The maximum fine that does not involve court proceedings has jumped to $5,000 from $1,000.
To signal that it means business, the ministry is sending its staff for professional training on the use of handcuffs and police batons.
The Straits Times has learnt that the MOM approached prospective trainers last week to draw up a training programme to enable its officers to be "adequately equipped with the knowledge and skill in executing an arrest".
The training will include "procedures involving the use of handcuffs or flex-cuffs, execution of searches on the accused and the escort of an accused person", said the ministry to trainers in a letter obtained by The Straits Times asking them to propose the fees for their training services.
The officers will also be taught how to protect themselves if someone resists arrest. They are expected to pass both written and practical tests in the next three months.
When contacted, the MOM said the tougher penalties and increased powers for its officers will "facilitate the enforcement" of the enhanced laws.
"Inspecting officers will be adequately trained to enforce the Employment Act in a professional manner," said a spokesman.
The tougher actions against errant firms are among several wide-ranging changes to the Employment Act taking effect today.
The monthly salary ceiling under the labour law has been raised from $2,000 to $2,500, which puts 150,000 more rank-and-file workers under its protection.
A further 300,000 professionals, managers and executives earning up to $4,500 a month are now protected against unfair dismissal and will be able to claim sick leave benefits.
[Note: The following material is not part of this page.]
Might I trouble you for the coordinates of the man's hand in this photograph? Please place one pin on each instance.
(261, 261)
Prior to the changes, these workers did not have these rights.
Firms will also have to pay overtime to non-manual workers earning up to $2,500 a month, although the monthly salary used to calculate their overtime pay is capped at $2,250 to help keep labour costs down.
Even as the new rules on overtime pay kicks in, a global survey by recruitment firm Hays has found that one in three employers says their staff are clocking up more overtime work.
Two in five say those extra hours are unpaid.
Hays surveyed 2,600 employers in Asia in the report, released yesterday. It was not clear how many were Singapore-based.
Some firms were surprised when told by The Straits Times that bosses can now be arrested by MOM for not paying workers.
Mr Kurt Wee, president of the Association of Small and Medium Enterprises, said that the use of such powers should only be limited to the minority of errant firms which "blatantly disregard the law".
"Most small and medium enterprises are law-abiding," he added.